I intended to blog "Done #2" last night, but I was in such a rush to get out of here and get home to bake that I kinda forgot about it. I actually was done with the second class in the morning, and most of the way done with today's class by yesterday afternoon. Still, somehow, little niggly bits got in my way yesterday, so I ended up not being as productive as I'd planned. (I did get my baking done, however.) The same kind of "overwhelmed by niggles" threatened to happen today, but I got everything finished before the department party at 11:30 a.m. I spent the time after the party and before Advisement doing some filing that I've meant to do for the last several years--and that is not an exaggeration. I keep track of students' attendance and grades on index cards, and I have them going back for years. I've been intending for years to indicate which semester the student was in the class, and file the cards alphabetically--just in case sometime in the future someone asks about a former student.

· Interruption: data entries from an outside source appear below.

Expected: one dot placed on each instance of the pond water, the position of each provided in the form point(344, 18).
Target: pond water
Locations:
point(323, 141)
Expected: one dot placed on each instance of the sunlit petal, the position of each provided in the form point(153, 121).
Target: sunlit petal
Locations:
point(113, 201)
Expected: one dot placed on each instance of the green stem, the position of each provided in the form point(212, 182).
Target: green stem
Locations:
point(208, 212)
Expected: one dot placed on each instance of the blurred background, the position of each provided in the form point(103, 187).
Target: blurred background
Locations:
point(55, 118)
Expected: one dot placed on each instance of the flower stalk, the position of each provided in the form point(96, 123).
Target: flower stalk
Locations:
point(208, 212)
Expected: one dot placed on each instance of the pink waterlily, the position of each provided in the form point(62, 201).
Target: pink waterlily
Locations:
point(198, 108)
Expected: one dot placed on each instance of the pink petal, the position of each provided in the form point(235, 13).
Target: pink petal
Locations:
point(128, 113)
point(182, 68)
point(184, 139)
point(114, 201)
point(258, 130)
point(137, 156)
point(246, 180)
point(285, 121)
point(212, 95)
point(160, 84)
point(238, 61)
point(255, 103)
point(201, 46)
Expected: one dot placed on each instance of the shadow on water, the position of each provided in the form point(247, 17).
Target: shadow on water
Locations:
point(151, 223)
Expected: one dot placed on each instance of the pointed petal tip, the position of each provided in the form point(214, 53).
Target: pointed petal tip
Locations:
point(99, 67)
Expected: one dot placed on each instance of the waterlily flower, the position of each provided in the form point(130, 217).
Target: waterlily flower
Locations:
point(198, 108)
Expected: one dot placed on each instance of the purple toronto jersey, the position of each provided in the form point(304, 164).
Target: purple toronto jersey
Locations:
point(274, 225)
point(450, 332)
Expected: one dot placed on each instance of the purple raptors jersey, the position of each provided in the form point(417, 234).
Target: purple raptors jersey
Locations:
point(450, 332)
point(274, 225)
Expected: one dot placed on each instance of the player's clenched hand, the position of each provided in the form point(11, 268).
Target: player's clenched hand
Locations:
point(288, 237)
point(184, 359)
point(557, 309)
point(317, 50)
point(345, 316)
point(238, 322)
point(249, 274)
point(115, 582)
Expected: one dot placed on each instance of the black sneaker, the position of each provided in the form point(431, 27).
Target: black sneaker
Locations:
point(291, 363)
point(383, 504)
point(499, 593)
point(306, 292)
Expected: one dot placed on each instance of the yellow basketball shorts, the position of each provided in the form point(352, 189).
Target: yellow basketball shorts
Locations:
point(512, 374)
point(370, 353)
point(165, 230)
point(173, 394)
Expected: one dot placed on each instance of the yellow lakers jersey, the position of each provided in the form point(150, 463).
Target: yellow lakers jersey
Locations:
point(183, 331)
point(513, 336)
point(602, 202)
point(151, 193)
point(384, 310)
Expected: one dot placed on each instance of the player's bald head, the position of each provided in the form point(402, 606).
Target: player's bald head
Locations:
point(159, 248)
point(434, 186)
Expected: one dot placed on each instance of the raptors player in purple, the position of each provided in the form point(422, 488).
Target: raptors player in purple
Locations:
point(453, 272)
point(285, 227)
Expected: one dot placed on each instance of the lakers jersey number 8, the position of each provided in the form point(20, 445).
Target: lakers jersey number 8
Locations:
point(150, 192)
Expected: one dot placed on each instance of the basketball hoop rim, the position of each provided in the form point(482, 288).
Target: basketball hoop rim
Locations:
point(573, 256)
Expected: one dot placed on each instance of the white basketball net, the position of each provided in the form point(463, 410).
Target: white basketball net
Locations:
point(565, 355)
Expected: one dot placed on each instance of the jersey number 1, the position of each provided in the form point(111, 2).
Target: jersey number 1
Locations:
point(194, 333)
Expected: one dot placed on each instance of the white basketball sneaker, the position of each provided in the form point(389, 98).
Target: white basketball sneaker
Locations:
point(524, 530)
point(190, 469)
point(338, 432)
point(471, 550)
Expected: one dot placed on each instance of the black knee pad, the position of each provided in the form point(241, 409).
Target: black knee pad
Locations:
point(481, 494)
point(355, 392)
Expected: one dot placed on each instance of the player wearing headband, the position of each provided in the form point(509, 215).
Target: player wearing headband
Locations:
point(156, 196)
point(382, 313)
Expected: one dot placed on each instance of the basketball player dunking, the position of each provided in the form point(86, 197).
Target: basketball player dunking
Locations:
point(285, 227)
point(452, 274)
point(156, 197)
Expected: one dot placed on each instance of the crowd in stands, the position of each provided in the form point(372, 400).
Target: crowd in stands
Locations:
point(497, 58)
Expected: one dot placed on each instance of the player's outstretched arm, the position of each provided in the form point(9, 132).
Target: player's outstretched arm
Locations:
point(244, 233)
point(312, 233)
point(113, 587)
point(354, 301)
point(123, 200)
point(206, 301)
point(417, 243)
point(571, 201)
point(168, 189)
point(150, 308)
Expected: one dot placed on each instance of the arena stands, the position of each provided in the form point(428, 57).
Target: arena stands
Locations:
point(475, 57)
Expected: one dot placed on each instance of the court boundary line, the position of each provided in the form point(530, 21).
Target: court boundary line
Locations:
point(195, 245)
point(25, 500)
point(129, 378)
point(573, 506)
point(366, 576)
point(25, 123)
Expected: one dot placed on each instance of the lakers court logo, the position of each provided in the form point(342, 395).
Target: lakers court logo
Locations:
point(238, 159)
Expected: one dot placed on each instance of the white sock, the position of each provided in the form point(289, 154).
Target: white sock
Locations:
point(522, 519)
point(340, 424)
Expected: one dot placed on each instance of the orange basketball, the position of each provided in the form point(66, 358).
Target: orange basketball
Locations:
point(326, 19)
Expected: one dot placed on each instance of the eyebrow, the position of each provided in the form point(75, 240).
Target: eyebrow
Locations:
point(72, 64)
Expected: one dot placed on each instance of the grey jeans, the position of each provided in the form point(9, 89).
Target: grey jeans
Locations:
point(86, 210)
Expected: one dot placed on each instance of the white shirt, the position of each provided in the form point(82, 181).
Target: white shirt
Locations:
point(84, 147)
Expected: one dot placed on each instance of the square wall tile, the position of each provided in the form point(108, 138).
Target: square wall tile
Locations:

That actually did happen once: I got a call from the Department of Defense: a former student--from almost five years prior to the call--was applying for security clearance as a member of the Navy JAG corps, and so the DoD was engaged in a deep background check. Fortunately, I remembered the student vividly, so I didn't have to rummage through my files--but there are others I don't remember as clearly, and one never knows when a question might arise. In any event, it was an interesting memory exercise. Some students I remember in detail the instant I see their names. Others, I can see the name, and the grades, and nothing so much as quivers in my memory banks. I tend to remember entire classes: where the class met, who was in the cast of characters. As I say, interesting.
And relatively useless, but it did feel rather nice to do a little of that, after all this time.
I cleaned out a few files, too, and am already planning possible new assignments/exercises for next semester, based on what I'm seeing in those files, remembering what worked, where the students need more if I can possibly provide it.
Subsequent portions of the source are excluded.